La strada per il Rifugio Auronzo
D’improvviso le nuvole hanno smesso di coprire il cielo. La pioggia ha lasciato spazio ad un sole piacevolissimo.
Ci siamo rimessi in auto e abbiamo puntato alle Tre Cime.
La strada da Dobbiaco non è molta, e quella che si percorre è davvero bella. Panorami mozzafiato tutto intorno, tra boschi e laghi di montagna. Le emozioni sono tante, l’aria intorno pura e profumata.
Raggiungiamo l’incrocio che, nei pressi di Misurina, conduce alle vette. La strada si inerpica e dopo un po’ si raggiunge il casello. Per raggiungere il parcheggio, dunque il Rifugio Auronzo, bisogna pagare un pedaggio (per le auto pari a 30€) che ha valenza di giornaliera (vale 24 ore, dalla mezzanotte alla mezzanotte). Se decideste di pernottare, l’indomani dovrà essere pagato nuovamente in uscita.
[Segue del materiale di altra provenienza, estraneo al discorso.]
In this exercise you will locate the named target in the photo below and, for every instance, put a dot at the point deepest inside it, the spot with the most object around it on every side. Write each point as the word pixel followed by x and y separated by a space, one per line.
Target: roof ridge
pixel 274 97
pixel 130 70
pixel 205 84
Raggiungiamo il parcheggio, da cui si gode già un panorama mozzafiato e accomodata l’auto tra le strisce tracciate (fatelo, ci sono sempre i menefreghisti, ma in stradine già di per se strette diventa complesso per gli altri far manovra) sorridiamo al freddo.
La temperatura è calata, un leggero venticello ci accarezza e intorno a noi già le prime tinte del tramonto iniziamo a farsi notare.
Sentiero per le Tre Cime di Lavaredo
Il Rifugio Auronzo è chiuso in bassa stagione, ma lo prenderemo come riferimento per indicare, comodamente, il punto d’inizio del sentiero che conduce comodamente alle Cime.
Proprio alle spalle del rifugio inizia il percorso CAI. Lo si trova facilmente.
Il sentiero è davvero semplice. Ben tenuto, battuto e pulito. Sulla destra ci si perde con lo sguardo sulle valli sottostanti, sulla sinistra si vedono le Tre Cime.
Camminiamo, nel silenzio violento di un pomeriggio d’autunno subito dopo una giornata di pioggia intensa. E’ una sensazione meravigliosa, profumi, suoni, immagini di una natura incantevole e maestosa.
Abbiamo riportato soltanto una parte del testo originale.